Pourtant, une croyance n’est pas nécessairement une vérité. Prendre conscience de ces petites phrases, apprendre à les questionner et vivre progressivement de nouvelles expériences peut permettre de construire une représentation de soi plus souple et plus adaptée à la personne que nous sommes aujourd’hui.


Il ne s’agit pas de devenir quelqu’un d’autre.


Il s’agit parfois simplement de cesser de laisser une ancienne conclusion décider de ce dont nous sommes capables aujourd’hui.



Le regard de votre kinésiologue ;

Il y a une phrase que j’entends régulièrement en séance : « Je sais que ce n’est pas logique… mais c’est plus fort que moi. »


Et c’est justement à cet endroit que je trouve le travail particulièrement intéressant.


Derrière certaines difficultés, nous pouvons parfois retrouver une manière de penser qui s’est tellement installée qu’elle semble faire partie de notre identité : devoir être parfaite, ne pas avoir le droit de décevoir, ne pas se sentir suffisamment capable ou encore penser qu’il faut toujours tout gérer seule.


Mon rôle n’est pas de vous dire que cette croyance est « mauvaise », ni de chercher à la supprimer à tout prix.
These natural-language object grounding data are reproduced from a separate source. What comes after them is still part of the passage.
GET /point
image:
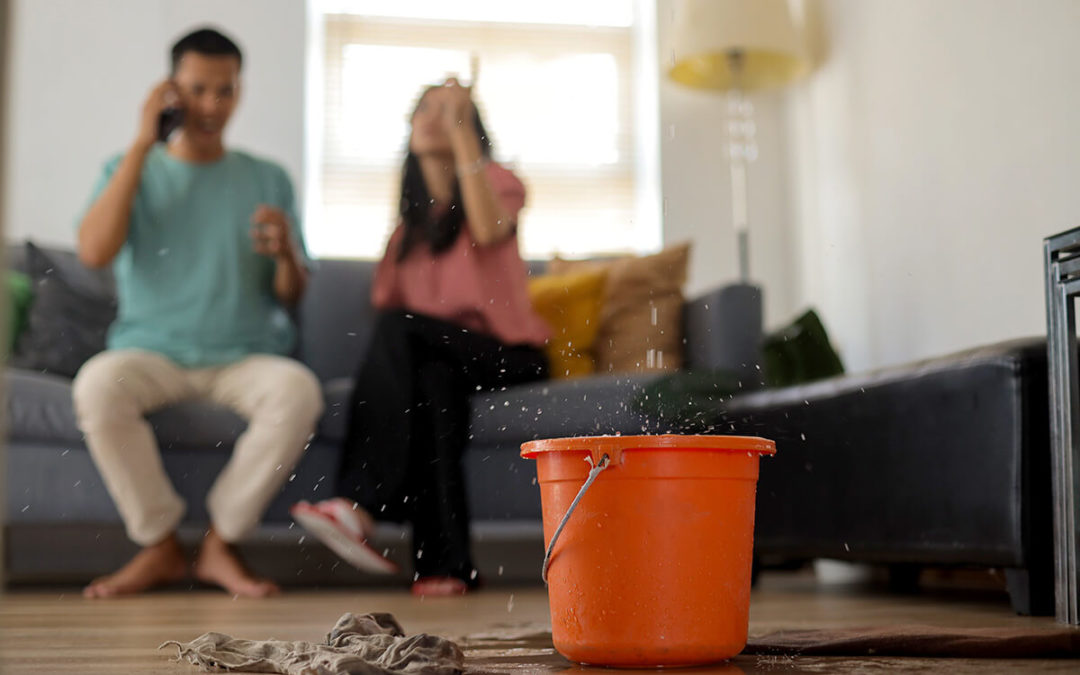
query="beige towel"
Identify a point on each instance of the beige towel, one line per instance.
(364, 645)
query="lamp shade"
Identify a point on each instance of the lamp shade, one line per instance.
(767, 37)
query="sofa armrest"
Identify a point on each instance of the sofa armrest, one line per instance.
(723, 329)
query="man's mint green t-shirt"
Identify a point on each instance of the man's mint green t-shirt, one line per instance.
(189, 283)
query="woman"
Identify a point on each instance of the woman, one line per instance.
(455, 318)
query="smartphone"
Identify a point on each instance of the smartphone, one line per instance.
(170, 120)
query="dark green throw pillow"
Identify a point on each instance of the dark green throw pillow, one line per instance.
(799, 352)
(19, 297)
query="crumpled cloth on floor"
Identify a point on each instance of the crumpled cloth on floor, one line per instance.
(359, 645)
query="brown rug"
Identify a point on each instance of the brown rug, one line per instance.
(921, 640)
Je préfère comprendre avec vous ce qu’elle représente, dans quelles situations elle apparaît et surtout si elle correspond encore à la personne que vous êtes aujourd’hui.


La kinésiologie permet alors d’accompagner le stress et les émotions associés à ces situations et de remettre progressivement du mouvement là où certaines réactions semblaient devenues automatiques.

Parce qu’une petite phrase répétée pendant des années peut finir par ressembler à une vérité.


Mais ce que nous avons appris à croire sur nous-mêmes ne définit pas nécessairement tout ce que nous pouvons devenir.



Prenez soin de vous, naturellement.


Au plaisir de vous accompagner sur votre chemin vers un meilleur équilibre.